I was going to get on here and tell you all about my last few weeks and the wonderful time I had on a vacation/holiday. But instead I need to get out my hurt and pain. K is engaged. I saw it right before I came on here to post about my cruise trip.
My heart feel like it’s been stabbed by an icicle. Or seared with a white hot fire poker. I tried to prepare myself for this… I knew it would come, someday. But it hurts so bad. I felt like i was punched in the gut. I felt like I was going to pass out and throw up at the same time. I couldn’t breathe. I can’t breathe.
It’s kind of ironic because just earlier today I was talking to a friend who is going through a rough break up about how I sometimes think about how different my life would be today if I hadn’t broken up with K. How I’m sure we would have been married and maybe even had a baby by now…

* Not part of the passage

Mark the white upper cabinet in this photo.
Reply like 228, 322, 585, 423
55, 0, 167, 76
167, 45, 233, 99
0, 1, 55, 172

God…. I wish it didn’t hurt so bad… Just after getting home from my trip, I should be happy.. and all I feel now is like my heart is broken all over again. I can’t stop crying…
My regret is just overwhelming. I did this. I was too late.. It’s my fault that I’m here in this situation… God, I can’t help but hate myself a little bit.. I know, it all happened so long ago, and I was young, but if I hadn’t been so fucked up, we could have worked it out, and it would be me he was marrying… Not her. It’s unbearable. I don’t know how to deal with this.
I just feel like I was finally free of my depression, and now I’m probably going to spiral back into it. I feel sick to my stomach.
He proposed in July, and either just now put it up, or it just now became visible for me since I’m not Facebook friends with him.
Oh God… I’m just going to go.. I don’t know what else to say.